価値にとらわれる

人間は価値を問題にする。自分に価値があれば、まわりの人は自分のことを大事にしてくれると思っている。
だから、まわりの人が自分を無視したならば、無視されたことよりも、自分は価値のない人間ではないかと見られたことに腹を立てる。
だから、自分が如何に価値のある人間であるかを証明すれは、まわりの人は自分のことを大事にしてくれると思って頑張る。
でも、どんなに自分が価値のある人間になったからと言って、それでまわりの人から大事にされたとしても、心の底では喜べない。
それは自分の持っている価値を失った時に人は私のことを見捨ててくると思うから、だから、いつまでも大事にしてもらいたいから、価値にしがみつく、これが執着。
人は、見捨てられることが怖い。
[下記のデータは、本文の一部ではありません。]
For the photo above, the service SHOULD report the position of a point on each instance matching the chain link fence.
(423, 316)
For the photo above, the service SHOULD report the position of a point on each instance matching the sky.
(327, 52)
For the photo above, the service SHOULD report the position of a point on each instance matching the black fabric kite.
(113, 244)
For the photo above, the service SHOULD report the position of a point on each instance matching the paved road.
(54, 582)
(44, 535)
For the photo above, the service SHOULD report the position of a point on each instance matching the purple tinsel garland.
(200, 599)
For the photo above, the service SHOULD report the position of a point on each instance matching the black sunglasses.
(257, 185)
人から相手にされないことが怖い。自分に集まっていた人が自分から離れてゆくことが怖い。
だから、価値のあるものを手に入れて、他人からチヤホヤされた人ほど、自分の手に入れた価値に自信を持ち、それを失うことが怖くなる。
その為、自分の手に入れた価値を失わない為に時には他人に対して冷酷にもなる。
でも、どんな価値を手に入れたとしても、死ぬときには置いてゆかなければならない。
それは自分の手に入れた価値に自信を持っている人ほど、それを失って何もなくなってしまうことが恐ろしい。
それは何もない自分は誰からも相手にされない無価値な存在になってしまうからである。
人は、価値にとらわれるから苦しまなければならない。それは馬鹿にされないように価値を保ち続ける苦しみであり、失った時に惨めな思いをしなければならない苦しみ。
価値にとらわれず、自分で自分を認めることができたら楽になるのに。
でも、分かっていても難しいことですね。